Arbitrating differences in relative ordering across different observer clocks is what N-temporal databases are about. In databases we usually call the basic 2-temporal case “bitemporal”. The trivial 1-temporal case (which is a quasi-global clock) is what we call “time-series”.
The complexity is that N-temporality turns time into a true N-dimensional data type. These have different behavior than the N-dimensional spatial data types that everyone is familiar with, so you can’t use e.g. quadtrees as you would in the 2-spatial case and expect it to perform well.
There are no algorithms in literature for indexing N-temporal types at scale. It is a known open problem. That’s why we don’t do it in databases except at trivial scales where you can just brute-force the problem. (The theory problem is really interesting but once you start poking at it you quickly see why no one has made any progress on it. It hurts the brain just to think about it.)

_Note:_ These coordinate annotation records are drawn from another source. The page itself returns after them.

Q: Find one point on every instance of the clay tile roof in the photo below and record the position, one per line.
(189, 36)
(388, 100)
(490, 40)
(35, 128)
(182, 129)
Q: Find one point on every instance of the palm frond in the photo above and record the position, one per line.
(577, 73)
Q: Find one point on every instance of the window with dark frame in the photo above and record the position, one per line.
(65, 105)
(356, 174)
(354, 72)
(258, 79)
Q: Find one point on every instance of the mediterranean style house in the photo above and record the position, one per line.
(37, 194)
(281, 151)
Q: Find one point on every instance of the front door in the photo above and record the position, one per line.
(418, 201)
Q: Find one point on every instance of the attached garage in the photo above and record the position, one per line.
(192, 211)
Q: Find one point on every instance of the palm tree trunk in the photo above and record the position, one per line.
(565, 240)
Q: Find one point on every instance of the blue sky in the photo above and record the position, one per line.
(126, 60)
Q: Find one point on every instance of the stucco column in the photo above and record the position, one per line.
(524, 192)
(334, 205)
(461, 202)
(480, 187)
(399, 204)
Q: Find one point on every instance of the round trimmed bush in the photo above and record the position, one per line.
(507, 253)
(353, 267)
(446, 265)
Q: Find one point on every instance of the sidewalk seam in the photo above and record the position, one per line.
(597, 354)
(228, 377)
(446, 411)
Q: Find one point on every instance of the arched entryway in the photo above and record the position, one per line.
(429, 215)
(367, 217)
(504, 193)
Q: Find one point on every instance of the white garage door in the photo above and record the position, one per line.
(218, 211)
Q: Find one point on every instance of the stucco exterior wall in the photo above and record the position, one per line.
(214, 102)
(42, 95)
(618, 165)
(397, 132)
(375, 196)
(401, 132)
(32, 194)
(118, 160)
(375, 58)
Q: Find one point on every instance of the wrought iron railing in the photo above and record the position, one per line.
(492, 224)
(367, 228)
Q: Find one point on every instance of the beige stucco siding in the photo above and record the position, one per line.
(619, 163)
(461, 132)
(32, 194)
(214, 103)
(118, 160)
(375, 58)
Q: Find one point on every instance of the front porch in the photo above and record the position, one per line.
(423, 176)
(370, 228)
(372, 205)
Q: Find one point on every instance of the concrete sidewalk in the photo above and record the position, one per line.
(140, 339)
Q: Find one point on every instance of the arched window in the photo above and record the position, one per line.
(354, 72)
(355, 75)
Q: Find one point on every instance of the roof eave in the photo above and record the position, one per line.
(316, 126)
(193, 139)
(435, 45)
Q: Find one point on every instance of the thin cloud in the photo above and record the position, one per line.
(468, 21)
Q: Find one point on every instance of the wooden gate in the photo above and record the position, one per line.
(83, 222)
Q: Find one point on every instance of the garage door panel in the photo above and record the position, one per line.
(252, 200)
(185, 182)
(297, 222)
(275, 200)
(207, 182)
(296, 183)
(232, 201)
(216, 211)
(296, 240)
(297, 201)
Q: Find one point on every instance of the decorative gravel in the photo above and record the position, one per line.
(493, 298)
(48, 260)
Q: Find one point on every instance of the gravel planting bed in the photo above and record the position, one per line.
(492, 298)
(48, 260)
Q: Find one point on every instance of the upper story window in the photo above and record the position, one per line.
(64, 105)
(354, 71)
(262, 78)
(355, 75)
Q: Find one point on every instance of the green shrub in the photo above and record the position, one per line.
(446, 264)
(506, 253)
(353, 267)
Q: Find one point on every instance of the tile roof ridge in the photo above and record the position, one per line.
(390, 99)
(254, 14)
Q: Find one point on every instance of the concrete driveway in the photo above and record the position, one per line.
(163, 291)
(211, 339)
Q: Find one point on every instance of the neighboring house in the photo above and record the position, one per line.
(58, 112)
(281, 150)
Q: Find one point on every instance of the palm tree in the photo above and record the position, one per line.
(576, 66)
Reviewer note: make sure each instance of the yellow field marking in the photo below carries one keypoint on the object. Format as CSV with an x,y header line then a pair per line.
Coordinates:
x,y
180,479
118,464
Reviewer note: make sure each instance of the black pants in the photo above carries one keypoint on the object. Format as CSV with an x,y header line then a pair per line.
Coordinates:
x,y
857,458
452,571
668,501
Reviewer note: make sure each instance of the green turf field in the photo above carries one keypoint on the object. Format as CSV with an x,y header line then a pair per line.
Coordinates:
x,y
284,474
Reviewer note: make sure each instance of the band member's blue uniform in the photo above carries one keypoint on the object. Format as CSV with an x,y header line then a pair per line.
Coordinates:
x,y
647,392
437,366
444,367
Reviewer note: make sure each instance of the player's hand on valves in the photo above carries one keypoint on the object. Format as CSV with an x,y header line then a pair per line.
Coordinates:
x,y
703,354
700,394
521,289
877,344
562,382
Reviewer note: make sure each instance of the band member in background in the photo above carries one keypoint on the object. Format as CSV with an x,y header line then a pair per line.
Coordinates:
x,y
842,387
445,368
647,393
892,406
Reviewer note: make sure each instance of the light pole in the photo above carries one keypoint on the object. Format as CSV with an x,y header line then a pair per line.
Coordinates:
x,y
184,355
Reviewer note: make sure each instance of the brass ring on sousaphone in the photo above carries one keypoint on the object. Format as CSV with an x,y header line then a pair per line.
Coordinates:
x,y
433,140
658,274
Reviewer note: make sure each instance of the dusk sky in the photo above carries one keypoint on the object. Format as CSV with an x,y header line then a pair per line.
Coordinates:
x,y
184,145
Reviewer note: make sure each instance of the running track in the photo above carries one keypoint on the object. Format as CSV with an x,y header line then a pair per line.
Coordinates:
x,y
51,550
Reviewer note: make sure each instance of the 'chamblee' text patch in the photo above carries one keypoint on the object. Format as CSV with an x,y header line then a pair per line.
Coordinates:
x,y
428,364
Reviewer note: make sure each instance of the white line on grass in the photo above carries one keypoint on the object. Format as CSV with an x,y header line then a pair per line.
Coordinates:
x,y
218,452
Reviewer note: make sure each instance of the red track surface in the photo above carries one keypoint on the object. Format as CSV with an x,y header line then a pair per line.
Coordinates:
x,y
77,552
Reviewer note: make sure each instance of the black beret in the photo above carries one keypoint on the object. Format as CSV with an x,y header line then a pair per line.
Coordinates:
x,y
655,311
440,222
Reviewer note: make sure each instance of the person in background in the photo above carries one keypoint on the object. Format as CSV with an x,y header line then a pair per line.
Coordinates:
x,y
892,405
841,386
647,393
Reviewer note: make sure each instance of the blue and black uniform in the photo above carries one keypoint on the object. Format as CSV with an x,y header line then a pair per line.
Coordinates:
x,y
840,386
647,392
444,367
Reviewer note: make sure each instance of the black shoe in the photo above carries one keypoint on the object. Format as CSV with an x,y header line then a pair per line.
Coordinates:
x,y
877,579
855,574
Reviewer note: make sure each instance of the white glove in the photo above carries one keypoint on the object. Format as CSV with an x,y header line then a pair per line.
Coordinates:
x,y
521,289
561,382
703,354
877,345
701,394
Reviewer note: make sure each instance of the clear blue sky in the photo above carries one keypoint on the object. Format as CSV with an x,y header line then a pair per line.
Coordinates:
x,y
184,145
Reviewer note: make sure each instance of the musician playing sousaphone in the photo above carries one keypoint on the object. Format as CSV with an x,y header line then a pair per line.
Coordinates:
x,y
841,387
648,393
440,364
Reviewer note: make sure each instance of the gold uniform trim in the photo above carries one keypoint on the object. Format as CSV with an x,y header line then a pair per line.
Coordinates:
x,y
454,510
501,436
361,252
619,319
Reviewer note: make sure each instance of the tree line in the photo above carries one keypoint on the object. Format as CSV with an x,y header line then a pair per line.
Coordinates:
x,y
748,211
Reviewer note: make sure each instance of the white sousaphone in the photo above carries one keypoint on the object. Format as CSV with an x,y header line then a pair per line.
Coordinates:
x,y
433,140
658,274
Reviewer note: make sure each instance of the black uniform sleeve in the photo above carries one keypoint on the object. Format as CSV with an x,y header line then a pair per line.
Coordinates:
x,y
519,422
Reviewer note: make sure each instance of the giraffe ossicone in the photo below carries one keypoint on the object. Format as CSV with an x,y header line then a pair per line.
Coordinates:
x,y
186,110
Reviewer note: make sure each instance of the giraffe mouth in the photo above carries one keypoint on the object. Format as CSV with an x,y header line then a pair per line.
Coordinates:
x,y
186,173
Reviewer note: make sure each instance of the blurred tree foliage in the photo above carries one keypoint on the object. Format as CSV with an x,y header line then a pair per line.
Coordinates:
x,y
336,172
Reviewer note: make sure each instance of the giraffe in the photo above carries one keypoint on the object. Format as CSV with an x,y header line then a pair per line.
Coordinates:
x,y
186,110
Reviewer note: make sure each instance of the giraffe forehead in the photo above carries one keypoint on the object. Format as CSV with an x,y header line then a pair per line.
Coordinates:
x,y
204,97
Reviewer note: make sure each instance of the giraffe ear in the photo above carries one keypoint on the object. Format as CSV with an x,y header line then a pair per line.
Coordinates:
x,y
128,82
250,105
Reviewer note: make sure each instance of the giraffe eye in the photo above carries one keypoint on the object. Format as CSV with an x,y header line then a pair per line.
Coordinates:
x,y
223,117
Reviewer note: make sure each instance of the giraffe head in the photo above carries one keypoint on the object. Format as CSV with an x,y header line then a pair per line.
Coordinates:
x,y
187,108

Till the financial controller shows up at the very least.
Also even if not required makes reasoning about how systems work a hell lot easier. So for vast majority that doesn't need massive throughtputs sacrificing some speed for easier to understand consistency model is worthy tradeoff
Prety much all financial transactions are settled with a given date, not instantly.
Go sell some stocks, it takes 2 days to actually settle. (May be hidden by your provider, but that how it works).
For that matter, the ultimate in BASE for financial transactions is the humble check.
That is a great example of "money out" that will only be settled at some time in the future.
There is a reason there is this notion of a "business day" and re-processing transactions that arrived out of order.
The deeper problem isnt global clocks or even strict consistency, it’s the assumption that synchronous coordination is the default mechanism for correctness.That’s the real Newtonian mindset, a belief that serialization must happen before progress is allowed. Synchronous coordination can enforce correctness, but it should not be the only mechanism to achieve it. Physics actually teaches the opposite assumption, time is relative and local, not globally ordered. Yet traditional databases were designed as if absolute time and global serialization were fundamental laws, rather than conveniences.We treat global coordination as inevitable when it’s really just a historical design choice, not a requirement for correctness.
Happens all the time (the ignores best practices because it’s convenient or ‘just because’ to do something different), literally everywhere including normal society.
And then a bug crashes your database cluster all at once and now instead of missing seconds, you miss minutes, because some smartass thought "surely if I send request to 5 nodes some of that will land on disk in reasonably near future?".
I love how this industry invents best practices that are actually good then people just invent badly researched reasons to just... not do them.